I grew up in a later era, on the heels of the Women’s Movement that battered down the gates that kept us out of so many fields for so long. Through grade school and high school, my interest in math and science was never discouraged. On the contrary, I enjoyed support from my family and a steady supply of wonderful mentors. Being the smart girl in class set me apart and sometimes made me feel lonely, but there was always someone among my friends and teachers to make sure I understood the only thing that mattered was doing what I truly loved to do.

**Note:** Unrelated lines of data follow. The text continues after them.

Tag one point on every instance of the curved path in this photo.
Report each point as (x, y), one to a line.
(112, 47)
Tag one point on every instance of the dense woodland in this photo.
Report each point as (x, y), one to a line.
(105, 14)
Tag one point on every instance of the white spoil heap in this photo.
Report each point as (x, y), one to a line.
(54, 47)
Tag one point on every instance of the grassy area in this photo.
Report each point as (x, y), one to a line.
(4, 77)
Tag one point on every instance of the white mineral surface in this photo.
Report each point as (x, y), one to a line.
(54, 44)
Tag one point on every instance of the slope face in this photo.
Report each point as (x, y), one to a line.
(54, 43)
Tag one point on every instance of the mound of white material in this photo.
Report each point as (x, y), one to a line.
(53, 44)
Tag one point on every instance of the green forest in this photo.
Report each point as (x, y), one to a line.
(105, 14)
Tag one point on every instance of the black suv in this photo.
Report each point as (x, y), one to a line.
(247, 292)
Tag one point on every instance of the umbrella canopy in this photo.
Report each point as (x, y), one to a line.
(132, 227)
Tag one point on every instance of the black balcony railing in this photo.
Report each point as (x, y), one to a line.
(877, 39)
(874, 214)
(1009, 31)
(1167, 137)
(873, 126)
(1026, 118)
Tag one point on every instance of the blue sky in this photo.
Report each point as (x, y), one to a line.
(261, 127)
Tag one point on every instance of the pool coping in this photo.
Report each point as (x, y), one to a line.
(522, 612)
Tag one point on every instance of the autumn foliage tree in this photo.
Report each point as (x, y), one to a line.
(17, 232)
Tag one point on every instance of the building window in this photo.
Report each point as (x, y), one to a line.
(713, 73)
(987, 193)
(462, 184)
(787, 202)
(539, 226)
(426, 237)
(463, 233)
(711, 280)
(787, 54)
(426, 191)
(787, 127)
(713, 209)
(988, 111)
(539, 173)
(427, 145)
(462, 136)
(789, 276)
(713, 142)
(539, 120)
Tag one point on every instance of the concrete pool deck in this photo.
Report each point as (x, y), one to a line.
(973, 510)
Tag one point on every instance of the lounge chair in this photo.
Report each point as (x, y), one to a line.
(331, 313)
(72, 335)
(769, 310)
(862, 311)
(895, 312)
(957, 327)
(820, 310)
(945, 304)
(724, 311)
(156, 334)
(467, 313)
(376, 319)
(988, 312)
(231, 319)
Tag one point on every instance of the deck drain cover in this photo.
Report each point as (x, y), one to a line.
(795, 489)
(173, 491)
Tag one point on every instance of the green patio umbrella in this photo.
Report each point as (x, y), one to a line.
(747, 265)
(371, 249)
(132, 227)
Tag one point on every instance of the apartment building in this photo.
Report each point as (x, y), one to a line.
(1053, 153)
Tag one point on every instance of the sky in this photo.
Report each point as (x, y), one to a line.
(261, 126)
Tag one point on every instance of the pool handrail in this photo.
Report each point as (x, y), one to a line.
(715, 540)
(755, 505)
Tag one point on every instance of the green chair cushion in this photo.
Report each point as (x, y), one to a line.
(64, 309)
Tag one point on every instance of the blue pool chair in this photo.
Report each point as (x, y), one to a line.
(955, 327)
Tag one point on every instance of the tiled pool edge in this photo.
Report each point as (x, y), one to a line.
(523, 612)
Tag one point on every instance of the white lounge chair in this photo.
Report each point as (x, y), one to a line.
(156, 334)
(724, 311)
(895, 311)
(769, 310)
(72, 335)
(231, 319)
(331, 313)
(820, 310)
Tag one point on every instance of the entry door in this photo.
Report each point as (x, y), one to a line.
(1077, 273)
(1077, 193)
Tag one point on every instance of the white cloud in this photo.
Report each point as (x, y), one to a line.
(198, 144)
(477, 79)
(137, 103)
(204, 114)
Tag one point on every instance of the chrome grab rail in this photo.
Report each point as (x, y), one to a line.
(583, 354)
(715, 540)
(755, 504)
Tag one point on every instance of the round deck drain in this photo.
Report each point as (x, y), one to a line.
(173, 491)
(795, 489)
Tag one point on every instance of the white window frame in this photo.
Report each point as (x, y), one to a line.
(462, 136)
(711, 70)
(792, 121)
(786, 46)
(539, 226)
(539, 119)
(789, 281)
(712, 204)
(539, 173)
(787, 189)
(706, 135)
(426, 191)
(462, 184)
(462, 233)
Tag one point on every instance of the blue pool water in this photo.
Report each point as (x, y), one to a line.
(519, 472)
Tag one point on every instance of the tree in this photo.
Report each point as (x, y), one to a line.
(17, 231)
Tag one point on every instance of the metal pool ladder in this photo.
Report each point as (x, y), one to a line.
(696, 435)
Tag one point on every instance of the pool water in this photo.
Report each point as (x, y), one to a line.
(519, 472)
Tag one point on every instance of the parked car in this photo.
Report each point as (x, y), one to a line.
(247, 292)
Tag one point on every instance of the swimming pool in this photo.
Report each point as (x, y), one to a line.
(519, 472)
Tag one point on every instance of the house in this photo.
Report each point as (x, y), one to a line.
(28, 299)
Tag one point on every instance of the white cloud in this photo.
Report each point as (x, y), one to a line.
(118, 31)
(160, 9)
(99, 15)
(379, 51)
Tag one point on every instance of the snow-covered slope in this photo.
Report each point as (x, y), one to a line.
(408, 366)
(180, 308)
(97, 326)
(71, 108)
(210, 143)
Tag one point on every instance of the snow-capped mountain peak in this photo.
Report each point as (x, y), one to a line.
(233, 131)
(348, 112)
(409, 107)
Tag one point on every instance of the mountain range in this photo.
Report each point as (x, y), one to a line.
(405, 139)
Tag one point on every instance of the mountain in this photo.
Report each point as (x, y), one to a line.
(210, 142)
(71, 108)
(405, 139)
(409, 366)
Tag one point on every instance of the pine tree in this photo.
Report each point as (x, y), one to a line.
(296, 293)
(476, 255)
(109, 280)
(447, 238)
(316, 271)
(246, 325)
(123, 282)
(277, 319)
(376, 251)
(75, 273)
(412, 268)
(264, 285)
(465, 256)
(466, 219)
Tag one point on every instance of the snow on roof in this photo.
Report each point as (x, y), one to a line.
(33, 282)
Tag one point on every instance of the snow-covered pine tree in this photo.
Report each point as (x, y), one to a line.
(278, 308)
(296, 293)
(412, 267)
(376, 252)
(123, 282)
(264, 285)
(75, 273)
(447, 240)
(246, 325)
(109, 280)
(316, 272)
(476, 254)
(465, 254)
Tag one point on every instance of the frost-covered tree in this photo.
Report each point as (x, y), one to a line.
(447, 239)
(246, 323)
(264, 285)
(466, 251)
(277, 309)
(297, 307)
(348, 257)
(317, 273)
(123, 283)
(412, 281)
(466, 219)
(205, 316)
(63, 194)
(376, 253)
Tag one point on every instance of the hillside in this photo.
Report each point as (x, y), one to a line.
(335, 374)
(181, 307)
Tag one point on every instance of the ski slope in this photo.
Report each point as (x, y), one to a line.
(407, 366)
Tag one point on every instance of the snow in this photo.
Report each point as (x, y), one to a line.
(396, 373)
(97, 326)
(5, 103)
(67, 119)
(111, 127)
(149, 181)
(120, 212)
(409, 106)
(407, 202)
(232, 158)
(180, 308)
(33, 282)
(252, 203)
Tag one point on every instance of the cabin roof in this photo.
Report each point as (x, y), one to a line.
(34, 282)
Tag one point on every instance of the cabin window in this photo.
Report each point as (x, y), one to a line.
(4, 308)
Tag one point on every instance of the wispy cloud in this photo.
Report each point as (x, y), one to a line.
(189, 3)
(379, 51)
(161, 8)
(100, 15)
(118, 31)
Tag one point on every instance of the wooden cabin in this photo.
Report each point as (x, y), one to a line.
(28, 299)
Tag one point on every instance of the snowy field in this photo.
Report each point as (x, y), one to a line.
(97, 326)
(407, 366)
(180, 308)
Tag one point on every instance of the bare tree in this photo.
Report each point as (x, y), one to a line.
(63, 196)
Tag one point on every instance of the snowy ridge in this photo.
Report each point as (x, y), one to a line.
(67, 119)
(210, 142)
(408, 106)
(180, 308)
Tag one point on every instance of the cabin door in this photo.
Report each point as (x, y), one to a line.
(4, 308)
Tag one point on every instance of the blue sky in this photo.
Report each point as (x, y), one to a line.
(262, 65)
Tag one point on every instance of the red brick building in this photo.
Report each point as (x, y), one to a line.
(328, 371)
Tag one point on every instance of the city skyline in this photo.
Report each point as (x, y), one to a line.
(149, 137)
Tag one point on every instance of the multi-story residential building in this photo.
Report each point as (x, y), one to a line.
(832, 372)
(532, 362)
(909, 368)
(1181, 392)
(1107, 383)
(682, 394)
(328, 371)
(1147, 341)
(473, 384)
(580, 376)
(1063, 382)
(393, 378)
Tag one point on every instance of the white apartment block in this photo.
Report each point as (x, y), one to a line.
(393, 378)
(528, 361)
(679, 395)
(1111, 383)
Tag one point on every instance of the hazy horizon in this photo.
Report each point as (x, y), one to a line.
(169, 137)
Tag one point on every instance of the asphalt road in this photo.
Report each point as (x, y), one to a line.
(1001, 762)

It wasn’t until college, grad school, and beyond that I began to perceive the glass ceiling that still affects many women and other underrepresented groups in the sciences today. Fortunately, by the time I started college I knew what I wanted; I had a strong foundation of self-confidence and the instinct to seek out mentors to support my journey. Still, there were many moments when I considered turning away from this career. I’m glad I stuck with it. Science has been my most constant companion. It’s brought me joy, fulfillment, and what I am most grateful for, autonomy and independence.
Today I strive to be a mentor in my own right, supporting new generations of students as they start their path toward careers in science. It distresses me to see that even now – even in our own country – bright students with an innate passion for science are turned away from the discipline, often through subtle and insidious means. Implicit bias gets in the way, as does economic background and lack of basic resources and educational opportunities. Sometimes even students who have opportunity find their interests squashed because they end up being bored in the classroom, never making the connection between their innate wonder for life and the power of exploration that science brings.
At a time when it’s more important than ever to recruit people into STEM fields, we need to keep these questions in mind. How do we spark interest in science? And, perhaps more fundamentally, how do we keep innate interest in science alive?
The answers are complex and multi-faceted, impacting students at every grade level and adults at every stage of their career. But if we can remember it’s a natural thing to want to know how nature works, perhaps the rest is just a matter of keeping the flame alive.